Sept 22, 2023
Perspective by Luke Hilgemann
As Wisconsin considers adopting ranked choice voting (RCV), it is crucial to examine the potential pitfalls of this system. While proponents argue that RCV promotes diversity and eliminates the “waste” of votes on third-party candidates, the experiences of Alaska, San Francisco, and Oakland suggest otherwise. Instead, RCV has eroded voter confidence, skewed election results, and pushed the political landscape further towards liberal progressivism, undermining the principles of freedom and democracy.
In Alaska, the introduction of RCV in 2020 has led to widespread confusion and disillusionment among voters. The complexity of the system, which requires voters to rank candidates in order of preference, has proven to be a significant barrier to participation. Many Alaskans have expressed frustration at the lack of clarity in the voting process, leading to a decline in voter confidence. This is not the hallmark of a robust democratic system, which should strive for simplicity and accessibility to ensure every citizen can participate fully and confidently.
San Francisco’s experience with RCV has been similarly problematic. Since its implementation in 2004, RCV has consistently produced results that do not reflect the will of the majority. In several instances, candidates who did not receive the most first-choice votes ended up winning elections, leading to questions about the legitimacy of the outcomes. This has not only eroded voter confidence but also pushed the city’s politics further towards the left, as RCV tends to favor candidates with more extreme positions.
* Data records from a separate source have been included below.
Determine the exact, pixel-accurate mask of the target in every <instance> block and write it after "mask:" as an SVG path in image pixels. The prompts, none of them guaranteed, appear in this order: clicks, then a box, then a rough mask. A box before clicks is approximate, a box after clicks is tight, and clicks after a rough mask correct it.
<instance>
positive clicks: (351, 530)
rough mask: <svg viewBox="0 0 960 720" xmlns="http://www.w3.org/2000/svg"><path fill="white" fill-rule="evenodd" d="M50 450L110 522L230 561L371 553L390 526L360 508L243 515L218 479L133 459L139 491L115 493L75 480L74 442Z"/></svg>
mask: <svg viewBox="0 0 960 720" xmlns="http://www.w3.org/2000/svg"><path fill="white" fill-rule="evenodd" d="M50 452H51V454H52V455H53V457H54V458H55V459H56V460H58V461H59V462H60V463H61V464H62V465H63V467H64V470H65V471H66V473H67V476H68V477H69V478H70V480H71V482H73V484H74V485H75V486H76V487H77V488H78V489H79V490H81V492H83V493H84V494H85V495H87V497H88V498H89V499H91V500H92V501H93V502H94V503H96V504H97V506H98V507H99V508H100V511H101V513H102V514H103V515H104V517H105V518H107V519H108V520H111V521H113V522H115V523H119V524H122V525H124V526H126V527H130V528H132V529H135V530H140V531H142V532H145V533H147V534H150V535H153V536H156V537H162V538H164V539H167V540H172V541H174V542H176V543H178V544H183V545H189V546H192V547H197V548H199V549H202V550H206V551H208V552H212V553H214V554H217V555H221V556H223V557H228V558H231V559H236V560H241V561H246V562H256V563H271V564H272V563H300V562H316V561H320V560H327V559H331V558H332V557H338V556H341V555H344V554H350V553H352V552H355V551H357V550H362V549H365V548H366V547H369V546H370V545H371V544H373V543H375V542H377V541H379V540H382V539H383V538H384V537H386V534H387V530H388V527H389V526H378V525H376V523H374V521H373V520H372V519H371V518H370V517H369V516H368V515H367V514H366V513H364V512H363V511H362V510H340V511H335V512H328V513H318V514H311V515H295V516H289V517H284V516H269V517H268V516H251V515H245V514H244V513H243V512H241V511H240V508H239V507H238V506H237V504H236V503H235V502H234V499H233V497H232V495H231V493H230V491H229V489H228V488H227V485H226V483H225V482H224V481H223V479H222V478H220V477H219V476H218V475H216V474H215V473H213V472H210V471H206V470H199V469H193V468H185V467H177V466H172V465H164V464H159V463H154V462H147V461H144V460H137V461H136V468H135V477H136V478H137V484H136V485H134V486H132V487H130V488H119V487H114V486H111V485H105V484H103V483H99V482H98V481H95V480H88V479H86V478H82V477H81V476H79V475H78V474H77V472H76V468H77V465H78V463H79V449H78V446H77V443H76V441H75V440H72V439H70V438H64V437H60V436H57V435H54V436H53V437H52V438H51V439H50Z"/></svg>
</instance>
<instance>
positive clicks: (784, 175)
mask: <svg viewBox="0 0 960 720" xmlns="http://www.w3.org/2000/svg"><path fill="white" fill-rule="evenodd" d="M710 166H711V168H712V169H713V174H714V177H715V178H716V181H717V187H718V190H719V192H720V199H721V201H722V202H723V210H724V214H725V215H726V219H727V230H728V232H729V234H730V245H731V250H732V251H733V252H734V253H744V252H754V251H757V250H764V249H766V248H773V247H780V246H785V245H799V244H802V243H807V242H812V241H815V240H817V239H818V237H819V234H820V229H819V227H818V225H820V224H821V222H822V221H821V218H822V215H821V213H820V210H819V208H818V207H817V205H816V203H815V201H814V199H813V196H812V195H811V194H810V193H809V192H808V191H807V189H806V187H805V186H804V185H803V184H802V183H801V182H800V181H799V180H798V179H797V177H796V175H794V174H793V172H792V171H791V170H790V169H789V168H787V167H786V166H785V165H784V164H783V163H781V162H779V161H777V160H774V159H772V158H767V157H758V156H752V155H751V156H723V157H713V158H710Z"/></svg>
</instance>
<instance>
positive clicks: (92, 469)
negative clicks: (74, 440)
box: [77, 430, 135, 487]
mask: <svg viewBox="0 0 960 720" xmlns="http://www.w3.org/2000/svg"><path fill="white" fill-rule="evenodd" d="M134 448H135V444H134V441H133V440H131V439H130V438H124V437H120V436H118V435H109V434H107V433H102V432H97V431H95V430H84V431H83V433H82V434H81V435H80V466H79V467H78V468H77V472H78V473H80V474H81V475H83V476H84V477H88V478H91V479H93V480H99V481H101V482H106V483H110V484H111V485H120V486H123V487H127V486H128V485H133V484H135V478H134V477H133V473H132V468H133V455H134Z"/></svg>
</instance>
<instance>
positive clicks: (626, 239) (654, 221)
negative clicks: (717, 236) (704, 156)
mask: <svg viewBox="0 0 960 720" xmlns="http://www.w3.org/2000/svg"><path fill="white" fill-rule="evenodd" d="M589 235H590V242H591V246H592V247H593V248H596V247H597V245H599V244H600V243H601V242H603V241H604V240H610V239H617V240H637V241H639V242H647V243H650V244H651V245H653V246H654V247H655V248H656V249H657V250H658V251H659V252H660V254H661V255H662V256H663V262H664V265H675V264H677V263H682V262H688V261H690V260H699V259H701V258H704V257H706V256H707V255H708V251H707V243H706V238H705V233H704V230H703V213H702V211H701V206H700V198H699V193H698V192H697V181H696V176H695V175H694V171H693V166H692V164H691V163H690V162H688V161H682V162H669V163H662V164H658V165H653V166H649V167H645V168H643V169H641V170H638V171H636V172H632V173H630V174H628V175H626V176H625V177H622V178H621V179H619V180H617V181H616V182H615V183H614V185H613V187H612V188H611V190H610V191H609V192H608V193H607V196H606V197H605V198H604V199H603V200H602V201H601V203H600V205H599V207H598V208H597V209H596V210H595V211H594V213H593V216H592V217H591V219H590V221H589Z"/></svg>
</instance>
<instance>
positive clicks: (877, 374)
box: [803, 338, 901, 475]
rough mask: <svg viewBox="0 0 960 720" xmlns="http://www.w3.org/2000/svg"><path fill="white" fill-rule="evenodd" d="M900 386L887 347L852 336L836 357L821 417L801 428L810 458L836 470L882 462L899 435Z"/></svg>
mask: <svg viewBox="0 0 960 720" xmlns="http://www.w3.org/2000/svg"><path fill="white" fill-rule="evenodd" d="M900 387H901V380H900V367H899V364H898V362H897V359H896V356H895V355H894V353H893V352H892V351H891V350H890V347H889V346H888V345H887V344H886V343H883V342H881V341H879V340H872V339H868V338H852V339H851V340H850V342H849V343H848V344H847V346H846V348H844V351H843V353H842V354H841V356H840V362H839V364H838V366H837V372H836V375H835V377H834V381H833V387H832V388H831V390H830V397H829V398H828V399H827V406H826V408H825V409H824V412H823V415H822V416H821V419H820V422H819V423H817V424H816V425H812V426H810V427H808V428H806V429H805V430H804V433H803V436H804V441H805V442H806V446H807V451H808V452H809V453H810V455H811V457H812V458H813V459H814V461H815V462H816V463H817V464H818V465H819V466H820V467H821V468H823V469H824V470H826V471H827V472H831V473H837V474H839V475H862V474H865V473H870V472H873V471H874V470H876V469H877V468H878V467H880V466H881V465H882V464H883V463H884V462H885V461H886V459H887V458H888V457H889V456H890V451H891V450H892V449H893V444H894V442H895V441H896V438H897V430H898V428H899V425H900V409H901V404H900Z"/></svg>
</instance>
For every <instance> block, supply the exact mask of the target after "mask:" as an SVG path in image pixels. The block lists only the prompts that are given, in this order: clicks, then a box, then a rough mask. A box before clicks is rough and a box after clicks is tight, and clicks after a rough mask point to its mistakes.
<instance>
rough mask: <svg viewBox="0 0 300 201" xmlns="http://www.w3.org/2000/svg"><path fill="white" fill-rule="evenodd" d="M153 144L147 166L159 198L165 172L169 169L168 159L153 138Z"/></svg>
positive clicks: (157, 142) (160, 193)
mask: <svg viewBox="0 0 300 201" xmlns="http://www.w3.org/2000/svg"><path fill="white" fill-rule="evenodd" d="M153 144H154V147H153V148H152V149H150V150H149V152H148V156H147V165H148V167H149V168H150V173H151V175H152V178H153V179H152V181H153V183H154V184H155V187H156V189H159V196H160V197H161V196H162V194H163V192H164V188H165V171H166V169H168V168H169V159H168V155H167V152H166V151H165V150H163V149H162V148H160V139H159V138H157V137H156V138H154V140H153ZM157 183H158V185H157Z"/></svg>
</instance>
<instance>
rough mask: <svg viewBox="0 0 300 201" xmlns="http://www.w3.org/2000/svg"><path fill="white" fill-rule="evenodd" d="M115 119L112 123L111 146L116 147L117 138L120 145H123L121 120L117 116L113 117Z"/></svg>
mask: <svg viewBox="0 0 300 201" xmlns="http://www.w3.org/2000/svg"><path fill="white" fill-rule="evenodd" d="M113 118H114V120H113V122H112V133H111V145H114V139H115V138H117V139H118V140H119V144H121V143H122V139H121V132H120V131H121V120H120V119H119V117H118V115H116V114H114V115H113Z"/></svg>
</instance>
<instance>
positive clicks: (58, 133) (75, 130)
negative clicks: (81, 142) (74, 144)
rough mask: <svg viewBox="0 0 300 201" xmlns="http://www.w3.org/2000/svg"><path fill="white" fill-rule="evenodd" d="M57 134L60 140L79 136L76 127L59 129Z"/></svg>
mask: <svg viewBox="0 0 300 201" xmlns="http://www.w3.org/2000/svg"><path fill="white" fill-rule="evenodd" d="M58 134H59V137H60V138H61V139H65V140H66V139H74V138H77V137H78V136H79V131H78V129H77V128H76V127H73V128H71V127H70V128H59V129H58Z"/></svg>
Oakland’s experience with RCV has been no different. The 2010 mayoral election saw Jean Quan win despite receiving fewer first-choice votes than her opponent, Don Perata. This result, a product of RCV’s redistribution of votes, left many voters feeling disenfranchised and questioning the fairness of the system. Moreover, the election’s outcome has contributed to a shift towards liberal progressivism in Oakland’s political landscape, marginalizing moderate voices.
The experiences of Alaska, San Francisco, and Oakland serve as cautionary tales for Wisconsin. RCV, while seemingly democratic in theory, has proven to be confusing, divisive, and conducive to political extremism in practice. It undermines the principle of majority rule, a cornerstone of our democratic system, and pushes politics towards the fringes, away from the moderate center where most Americans find themselves.
Wisconsin should think twice before adopting a system that has eroded voter confidence and skewed political landscapes elsewhere. Instead, we should strive to uphold the principles of freedom and democracy that our nation was built upon, ensuring that every vote counts and that the will of the majority prevails.